Unimproved results on high school state tests taken by public school students across the country indicate that efforts at educational reform in the past decade, such as the “No Child Left Behind” campaign and the new Common Core curriculum, are not making drastic changes as expected. “Simply doing the same things we have been doing is not going to improve these numbers,” said Cynthia Schmeiser, chief of assessment at the College Board. “This is a call to action to do something different to propel more students to readiness.” So, then, is it the stagnant educational system that is causing these SAT drops?
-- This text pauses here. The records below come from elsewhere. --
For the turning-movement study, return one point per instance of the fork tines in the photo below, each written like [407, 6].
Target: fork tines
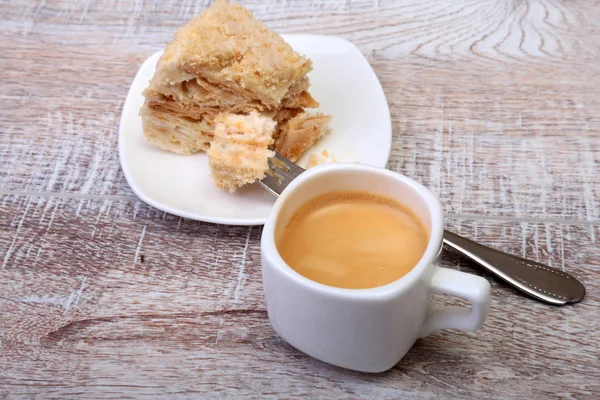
[281, 172]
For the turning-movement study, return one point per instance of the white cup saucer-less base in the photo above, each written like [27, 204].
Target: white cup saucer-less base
[344, 84]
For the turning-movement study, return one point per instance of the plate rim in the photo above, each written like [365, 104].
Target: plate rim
[230, 220]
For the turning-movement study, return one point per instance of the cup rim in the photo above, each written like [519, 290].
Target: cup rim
[270, 252]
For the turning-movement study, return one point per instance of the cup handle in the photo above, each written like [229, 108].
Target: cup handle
[466, 286]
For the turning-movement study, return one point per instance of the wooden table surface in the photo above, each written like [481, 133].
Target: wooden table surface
[495, 107]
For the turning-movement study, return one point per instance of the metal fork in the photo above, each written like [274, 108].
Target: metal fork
[535, 279]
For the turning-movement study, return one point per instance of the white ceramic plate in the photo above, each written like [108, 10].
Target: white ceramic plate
[342, 81]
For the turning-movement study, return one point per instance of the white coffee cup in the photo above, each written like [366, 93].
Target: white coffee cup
[365, 329]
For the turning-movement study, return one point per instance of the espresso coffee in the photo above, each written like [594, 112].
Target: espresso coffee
[352, 239]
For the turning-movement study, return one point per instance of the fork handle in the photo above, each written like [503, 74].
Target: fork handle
[533, 278]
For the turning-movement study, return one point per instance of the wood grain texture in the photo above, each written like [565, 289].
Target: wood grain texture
[494, 107]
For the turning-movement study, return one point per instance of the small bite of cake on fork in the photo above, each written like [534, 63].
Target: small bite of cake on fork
[239, 153]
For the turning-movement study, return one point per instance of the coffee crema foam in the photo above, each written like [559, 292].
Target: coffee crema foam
[353, 239]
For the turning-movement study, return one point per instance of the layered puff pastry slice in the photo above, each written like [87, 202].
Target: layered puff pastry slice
[224, 62]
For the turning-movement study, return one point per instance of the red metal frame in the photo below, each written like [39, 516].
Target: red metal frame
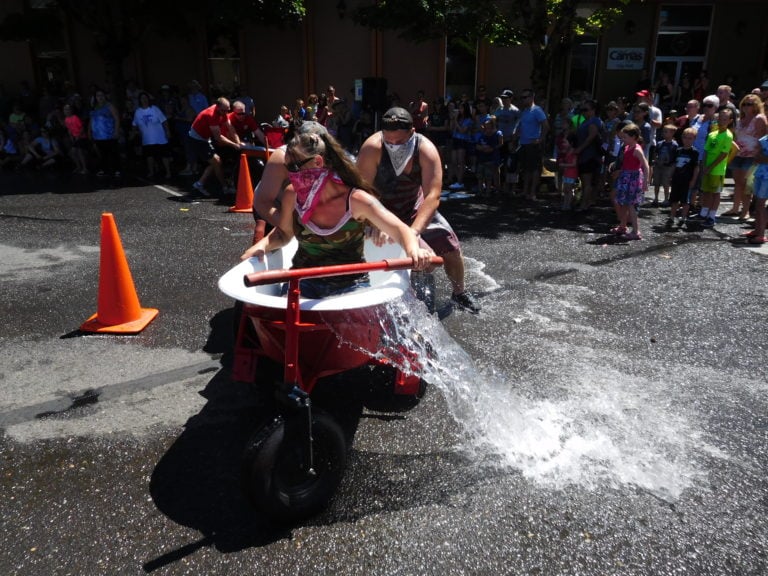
[293, 326]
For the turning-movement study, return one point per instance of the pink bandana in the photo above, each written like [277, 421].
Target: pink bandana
[308, 184]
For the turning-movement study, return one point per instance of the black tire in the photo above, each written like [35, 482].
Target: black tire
[273, 475]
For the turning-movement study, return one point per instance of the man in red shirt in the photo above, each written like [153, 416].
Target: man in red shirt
[212, 133]
[248, 132]
[245, 125]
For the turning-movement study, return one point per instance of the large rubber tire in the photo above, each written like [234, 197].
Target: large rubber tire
[273, 474]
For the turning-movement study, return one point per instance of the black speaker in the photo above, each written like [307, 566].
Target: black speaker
[375, 94]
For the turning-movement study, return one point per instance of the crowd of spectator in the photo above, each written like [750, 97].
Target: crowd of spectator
[490, 144]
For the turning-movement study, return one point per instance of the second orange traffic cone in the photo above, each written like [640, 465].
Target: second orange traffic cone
[244, 198]
[118, 311]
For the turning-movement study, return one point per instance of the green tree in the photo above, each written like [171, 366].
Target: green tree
[546, 27]
[119, 27]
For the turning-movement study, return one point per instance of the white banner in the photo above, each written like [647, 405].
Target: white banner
[626, 59]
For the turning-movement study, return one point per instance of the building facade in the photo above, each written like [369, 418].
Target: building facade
[726, 38]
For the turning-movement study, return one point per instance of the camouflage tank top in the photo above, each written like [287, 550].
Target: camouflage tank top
[341, 245]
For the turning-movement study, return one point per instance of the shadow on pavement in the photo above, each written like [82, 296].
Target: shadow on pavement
[197, 482]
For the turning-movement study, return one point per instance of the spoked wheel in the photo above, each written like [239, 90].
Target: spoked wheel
[275, 474]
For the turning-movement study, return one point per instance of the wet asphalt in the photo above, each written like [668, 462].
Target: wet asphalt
[605, 413]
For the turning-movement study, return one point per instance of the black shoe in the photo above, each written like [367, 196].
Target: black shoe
[466, 301]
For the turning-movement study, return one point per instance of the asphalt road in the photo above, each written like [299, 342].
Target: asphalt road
[606, 412]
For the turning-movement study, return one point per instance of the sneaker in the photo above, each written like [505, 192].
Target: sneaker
[200, 188]
[466, 301]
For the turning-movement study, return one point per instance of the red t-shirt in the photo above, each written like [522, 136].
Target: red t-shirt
[210, 117]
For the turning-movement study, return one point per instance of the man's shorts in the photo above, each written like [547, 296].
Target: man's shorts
[440, 236]
[157, 150]
[741, 163]
[591, 167]
[712, 184]
[761, 188]
[529, 157]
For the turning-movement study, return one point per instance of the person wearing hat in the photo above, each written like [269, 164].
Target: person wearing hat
[654, 113]
[196, 98]
[328, 207]
[406, 169]
[507, 117]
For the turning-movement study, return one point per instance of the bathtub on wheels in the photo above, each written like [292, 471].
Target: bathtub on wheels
[285, 345]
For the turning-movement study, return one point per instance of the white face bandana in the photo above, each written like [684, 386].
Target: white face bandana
[400, 154]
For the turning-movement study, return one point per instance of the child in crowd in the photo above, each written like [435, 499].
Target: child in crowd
[632, 183]
[568, 164]
[664, 165]
[78, 137]
[716, 151]
[489, 143]
[684, 176]
[760, 190]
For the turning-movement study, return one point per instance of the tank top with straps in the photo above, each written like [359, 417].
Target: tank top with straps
[402, 195]
[342, 244]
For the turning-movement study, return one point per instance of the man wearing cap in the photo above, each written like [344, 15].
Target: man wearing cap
[531, 135]
[725, 94]
[507, 118]
[654, 113]
[211, 136]
[407, 171]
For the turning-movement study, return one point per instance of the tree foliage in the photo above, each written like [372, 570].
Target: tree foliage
[546, 27]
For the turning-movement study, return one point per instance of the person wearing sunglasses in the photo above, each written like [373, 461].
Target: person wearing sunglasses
[332, 206]
[749, 128]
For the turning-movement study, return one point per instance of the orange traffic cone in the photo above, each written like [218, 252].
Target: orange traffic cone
[244, 198]
[118, 308]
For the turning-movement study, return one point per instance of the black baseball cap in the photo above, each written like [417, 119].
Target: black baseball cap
[397, 119]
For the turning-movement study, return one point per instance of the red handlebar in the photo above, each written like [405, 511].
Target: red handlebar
[283, 275]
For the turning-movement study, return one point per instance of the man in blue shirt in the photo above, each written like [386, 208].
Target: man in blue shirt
[531, 133]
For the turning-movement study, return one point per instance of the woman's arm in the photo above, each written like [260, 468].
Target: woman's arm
[643, 166]
[280, 235]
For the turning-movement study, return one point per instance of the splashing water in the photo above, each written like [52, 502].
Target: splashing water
[595, 426]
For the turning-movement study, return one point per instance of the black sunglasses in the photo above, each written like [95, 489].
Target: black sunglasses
[296, 166]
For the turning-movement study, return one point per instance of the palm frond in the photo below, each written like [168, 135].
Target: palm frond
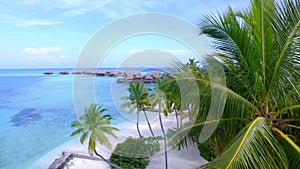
[78, 131]
[83, 137]
[76, 124]
[292, 151]
[254, 147]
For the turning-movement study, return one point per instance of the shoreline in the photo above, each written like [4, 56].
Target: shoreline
[187, 158]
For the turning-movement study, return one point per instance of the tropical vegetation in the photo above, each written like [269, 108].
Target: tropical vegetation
[259, 52]
[138, 100]
[135, 152]
[94, 125]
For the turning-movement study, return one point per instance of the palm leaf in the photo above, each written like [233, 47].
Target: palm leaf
[254, 147]
[84, 137]
[80, 130]
[292, 151]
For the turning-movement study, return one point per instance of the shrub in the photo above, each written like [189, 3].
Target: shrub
[135, 152]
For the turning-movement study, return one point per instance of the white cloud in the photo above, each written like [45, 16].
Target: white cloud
[42, 50]
[39, 23]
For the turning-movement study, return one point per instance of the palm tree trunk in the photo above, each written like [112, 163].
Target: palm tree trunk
[107, 161]
[165, 141]
[137, 124]
[148, 123]
[176, 116]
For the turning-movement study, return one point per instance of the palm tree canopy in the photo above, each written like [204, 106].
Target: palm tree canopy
[138, 97]
[95, 126]
[259, 51]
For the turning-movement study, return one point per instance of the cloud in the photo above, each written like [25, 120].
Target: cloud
[42, 50]
[39, 23]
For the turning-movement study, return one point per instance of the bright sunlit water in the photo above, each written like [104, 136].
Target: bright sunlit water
[36, 111]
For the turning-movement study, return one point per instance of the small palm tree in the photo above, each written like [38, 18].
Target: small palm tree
[138, 100]
[259, 50]
[94, 125]
[158, 99]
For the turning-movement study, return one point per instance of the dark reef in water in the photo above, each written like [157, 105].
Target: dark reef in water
[24, 117]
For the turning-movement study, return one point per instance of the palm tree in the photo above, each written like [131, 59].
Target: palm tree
[158, 98]
[94, 125]
[173, 98]
[138, 99]
[259, 51]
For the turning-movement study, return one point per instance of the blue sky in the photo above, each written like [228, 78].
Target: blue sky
[44, 34]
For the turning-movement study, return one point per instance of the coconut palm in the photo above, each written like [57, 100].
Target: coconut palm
[138, 100]
[173, 98]
[259, 51]
[157, 99]
[94, 125]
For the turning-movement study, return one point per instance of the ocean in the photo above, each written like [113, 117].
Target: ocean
[36, 111]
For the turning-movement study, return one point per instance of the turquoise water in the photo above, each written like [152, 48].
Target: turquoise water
[36, 111]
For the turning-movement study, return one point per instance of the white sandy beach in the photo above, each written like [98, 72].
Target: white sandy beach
[177, 159]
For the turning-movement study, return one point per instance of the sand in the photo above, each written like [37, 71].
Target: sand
[177, 159]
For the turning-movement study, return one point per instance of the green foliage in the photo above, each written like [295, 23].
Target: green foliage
[206, 150]
[94, 125]
[135, 152]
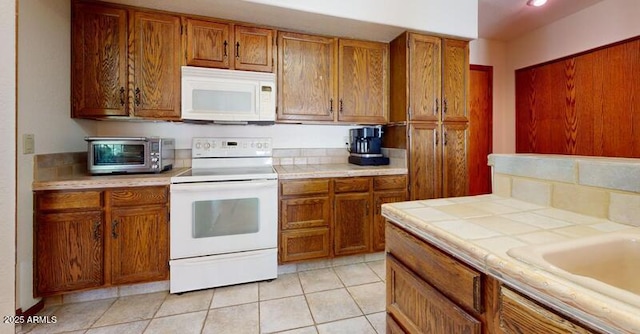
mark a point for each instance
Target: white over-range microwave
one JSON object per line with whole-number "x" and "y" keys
{"x": 228, "y": 96}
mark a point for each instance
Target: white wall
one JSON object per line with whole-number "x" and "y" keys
{"x": 606, "y": 22}
{"x": 7, "y": 152}
{"x": 283, "y": 135}
{"x": 43, "y": 109}
{"x": 448, "y": 17}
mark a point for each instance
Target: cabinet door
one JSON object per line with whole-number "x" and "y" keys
{"x": 454, "y": 77}
{"x": 208, "y": 43}
{"x": 454, "y": 175}
{"x": 139, "y": 244}
{"x": 379, "y": 198}
{"x": 363, "y": 82}
{"x": 253, "y": 49}
{"x": 99, "y": 61}
{"x": 424, "y": 78}
{"x": 420, "y": 308}
{"x": 304, "y": 244}
{"x": 68, "y": 252}
{"x": 307, "y": 79}
{"x": 352, "y": 223}
{"x": 156, "y": 63}
{"x": 424, "y": 161}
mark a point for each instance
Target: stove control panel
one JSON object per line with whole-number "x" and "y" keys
{"x": 210, "y": 147}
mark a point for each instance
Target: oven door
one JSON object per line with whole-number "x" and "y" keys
{"x": 210, "y": 218}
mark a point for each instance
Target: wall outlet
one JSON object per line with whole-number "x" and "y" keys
{"x": 28, "y": 143}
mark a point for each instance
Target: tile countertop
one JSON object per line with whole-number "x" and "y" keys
{"x": 108, "y": 181}
{"x": 479, "y": 230}
{"x": 334, "y": 170}
{"x": 284, "y": 172}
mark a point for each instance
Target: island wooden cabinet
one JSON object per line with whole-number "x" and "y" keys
{"x": 327, "y": 217}
{"x": 95, "y": 238}
{"x": 429, "y": 113}
{"x": 329, "y": 80}
{"x": 229, "y": 46}
{"x": 112, "y": 77}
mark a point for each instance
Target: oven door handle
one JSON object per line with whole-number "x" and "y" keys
{"x": 221, "y": 186}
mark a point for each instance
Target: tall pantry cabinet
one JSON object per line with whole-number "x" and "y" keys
{"x": 429, "y": 113}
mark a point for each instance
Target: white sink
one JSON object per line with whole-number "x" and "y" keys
{"x": 607, "y": 263}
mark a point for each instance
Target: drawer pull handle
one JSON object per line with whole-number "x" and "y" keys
{"x": 114, "y": 227}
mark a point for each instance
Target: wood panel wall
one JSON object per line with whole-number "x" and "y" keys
{"x": 585, "y": 104}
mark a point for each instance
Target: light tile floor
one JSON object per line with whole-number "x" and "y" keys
{"x": 343, "y": 299}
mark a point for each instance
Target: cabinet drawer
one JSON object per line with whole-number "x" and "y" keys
{"x": 454, "y": 279}
{"x": 352, "y": 184}
{"x": 304, "y": 187}
{"x": 304, "y": 212}
{"x": 86, "y": 200}
{"x": 390, "y": 182}
{"x": 139, "y": 196}
{"x": 420, "y": 308}
{"x": 304, "y": 244}
{"x": 518, "y": 314}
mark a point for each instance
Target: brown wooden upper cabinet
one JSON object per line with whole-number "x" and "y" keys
{"x": 113, "y": 78}
{"x": 229, "y": 46}
{"x": 436, "y": 88}
{"x": 329, "y": 80}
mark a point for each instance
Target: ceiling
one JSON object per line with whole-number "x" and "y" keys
{"x": 497, "y": 19}
{"x": 507, "y": 19}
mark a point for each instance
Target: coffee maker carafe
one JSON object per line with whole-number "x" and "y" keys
{"x": 366, "y": 146}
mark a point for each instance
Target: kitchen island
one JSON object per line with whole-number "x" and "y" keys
{"x": 529, "y": 207}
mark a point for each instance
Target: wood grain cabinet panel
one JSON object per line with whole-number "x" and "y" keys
{"x": 424, "y": 77}
{"x": 363, "y": 82}
{"x": 83, "y": 241}
{"x": 307, "y": 77}
{"x": 208, "y": 43}
{"x": 519, "y": 314}
{"x": 139, "y": 244}
{"x": 69, "y": 251}
{"x": 352, "y": 223}
{"x": 156, "y": 65}
{"x": 253, "y": 48}
{"x": 421, "y": 308}
{"x": 99, "y": 67}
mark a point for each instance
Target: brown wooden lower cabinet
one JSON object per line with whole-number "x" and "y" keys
{"x": 327, "y": 217}
{"x": 430, "y": 291}
{"x": 95, "y": 238}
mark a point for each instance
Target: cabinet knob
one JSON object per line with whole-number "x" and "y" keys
{"x": 114, "y": 227}
{"x": 96, "y": 231}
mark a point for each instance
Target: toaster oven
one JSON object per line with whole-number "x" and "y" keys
{"x": 125, "y": 155}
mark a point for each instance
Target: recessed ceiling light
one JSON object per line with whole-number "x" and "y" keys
{"x": 536, "y": 3}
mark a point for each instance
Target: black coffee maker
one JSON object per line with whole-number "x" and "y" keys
{"x": 366, "y": 146}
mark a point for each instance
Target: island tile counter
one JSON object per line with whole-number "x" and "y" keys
{"x": 529, "y": 206}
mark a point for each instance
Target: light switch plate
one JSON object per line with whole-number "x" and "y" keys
{"x": 28, "y": 144}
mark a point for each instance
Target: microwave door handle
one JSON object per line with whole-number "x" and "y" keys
{"x": 116, "y": 138}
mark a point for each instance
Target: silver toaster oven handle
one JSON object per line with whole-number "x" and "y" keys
{"x": 116, "y": 138}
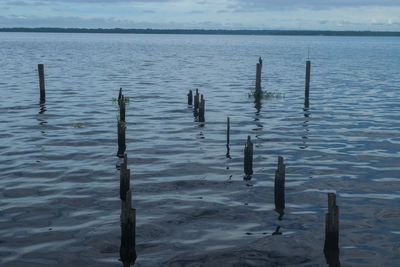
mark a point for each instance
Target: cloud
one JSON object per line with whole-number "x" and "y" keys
{"x": 263, "y": 5}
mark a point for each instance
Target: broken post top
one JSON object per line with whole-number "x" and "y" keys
{"x": 249, "y": 144}
{"x": 280, "y": 161}
{"x": 120, "y": 95}
{"x": 331, "y": 202}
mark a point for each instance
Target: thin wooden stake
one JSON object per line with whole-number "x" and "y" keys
{"x": 120, "y": 95}
{"x": 228, "y": 127}
{"x": 201, "y": 109}
{"x": 280, "y": 187}
{"x": 248, "y": 158}
{"x": 307, "y": 86}
{"x": 121, "y": 139}
{"x": 332, "y": 224}
{"x": 196, "y": 99}
{"x": 41, "y": 83}
{"x": 190, "y": 98}
{"x": 122, "y": 108}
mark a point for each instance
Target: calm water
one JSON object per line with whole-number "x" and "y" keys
{"x": 59, "y": 188}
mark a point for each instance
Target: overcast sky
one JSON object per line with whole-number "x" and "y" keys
{"x": 204, "y": 14}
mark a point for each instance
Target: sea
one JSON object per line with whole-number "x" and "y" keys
{"x": 59, "y": 175}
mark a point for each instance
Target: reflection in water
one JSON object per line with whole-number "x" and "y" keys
{"x": 332, "y": 257}
{"x": 42, "y": 108}
{"x": 279, "y": 189}
{"x": 331, "y": 246}
{"x": 306, "y": 130}
{"x": 42, "y": 122}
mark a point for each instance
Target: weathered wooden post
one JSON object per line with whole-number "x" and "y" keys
{"x": 125, "y": 179}
{"x": 201, "y": 109}
{"x": 122, "y": 108}
{"x": 41, "y": 83}
{"x": 332, "y": 224}
{"x": 307, "y": 87}
{"x": 196, "y": 99}
{"x": 121, "y": 138}
{"x": 248, "y": 158}
{"x": 127, "y": 250}
{"x": 190, "y": 98}
{"x": 120, "y": 95}
{"x": 331, "y": 246}
{"x": 228, "y": 128}
{"x": 280, "y": 187}
{"x": 258, "y": 90}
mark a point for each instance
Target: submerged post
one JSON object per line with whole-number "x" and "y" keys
{"x": 125, "y": 179}
{"x": 280, "y": 187}
{"x": 258, "y": 90}
{"x": 190, "y": 98}
{"x": 331, "y": 246}
{"x": 248, "y": 158}
{"x": 121, "y": 138}
{"x": 41, "y": 83}
{"x": 196, "y": 100}
{"x": 307, "y": 86}
{"x": 120, "y": 95}
{"x": 228, "y": 128}
{"x": 122, "y": 108}
{"x": 127, "y": 249}
{"x": 332, "y": 224}
{"x": 201, "y": 109}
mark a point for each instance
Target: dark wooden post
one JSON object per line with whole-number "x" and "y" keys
{"x": 280, "y": 187}
{"x": 41, "y": 83}
{"x": 248, "y": 158}
{"x": 228, "y": 128}
{"x": 127, "y": 250}
{"x": 258, "y": 90}
{"x": 120, "y": 95}
{"x": 196, "y": 99}
{"x": 122, "y": 108}
{"x": 121, "y": 138}
{"x": 190, "y": 98}
{"x": 201, "y": 109}
{"x": 307, "y": 87}
{"x": 125, "y": 180}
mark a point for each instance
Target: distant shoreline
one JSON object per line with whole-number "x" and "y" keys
{"x": 207, "y": 32}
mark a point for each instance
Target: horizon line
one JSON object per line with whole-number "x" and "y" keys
{"x": 202, "y": 31}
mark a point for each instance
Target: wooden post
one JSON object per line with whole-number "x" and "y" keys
{"x": 125, "y": 181}
{"x": 41, "y": 83}
{"x": 201, "y": 109}
{"x": 228, "y": 126}
{"x": 248, "y": 158}
{"x": 280, "y": 187}
{"x": 307, "y": 87}
{"x": 120, "y": 95}
{"x": 127, "y": 250}
{"x": 332, "y": 224}
{"x": 196, "y": 100}
{"x": 121, "y": 139}
{"x": 258, "y": 90}
{"x": 190, "y": 98}
{"x": 122, "y": 108}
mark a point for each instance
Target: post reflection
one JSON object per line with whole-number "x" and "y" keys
{"x": 306, "y": 130}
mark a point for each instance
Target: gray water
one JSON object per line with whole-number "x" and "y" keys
{"x": 59, "y": 186}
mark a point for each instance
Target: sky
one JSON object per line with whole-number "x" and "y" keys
{"x": 360, "y": 15}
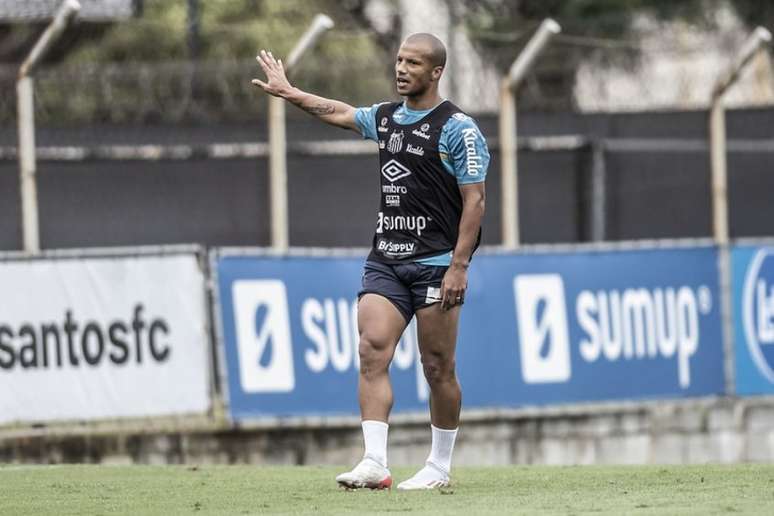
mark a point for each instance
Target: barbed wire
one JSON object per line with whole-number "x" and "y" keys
{"x": 576, "y": 73}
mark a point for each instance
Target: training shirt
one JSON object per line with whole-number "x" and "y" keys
{"x": 465, "y": 165}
Or perhaps something more complex?
Experts who have been closely following the trends in score patterns have hypothesized that the drop the product of, at least partially, poverty, language barriers, and low levels of parental education and involvement. The gaps between scores of private and public school students demonstrate the correlation between wealth and SAT scores. Public schools in poorer districts Washington, D.C., that often do not prepare their students with necessary skills due to lack of resources, show much lower scores, than say, Sidwell Friends School, where the average student comes from a well-to-do family. In 2013, the District began offering the SAT and ACT to high school juniors and seniors for free; however, despite having nearly 5,000 students take the test, the scores have been also steadily dropping. In Virginia and Maryland, the number of students taking the SAT has stayed the same.
While national scores have dropped significantly, average scores from Bullis students have stayed relatively constant over the last five years, even increasing noticeably in some years. In this year’s graduating class, the Class of 2016, the average score of SAT tests taken before October was 1748, much higher than the national average. In fact, the 2015 score is nearly thirty points higher than the average score for the 2012’s graduating class. Evidently, Bullis students have not been following the trend of declining scores seen around the country.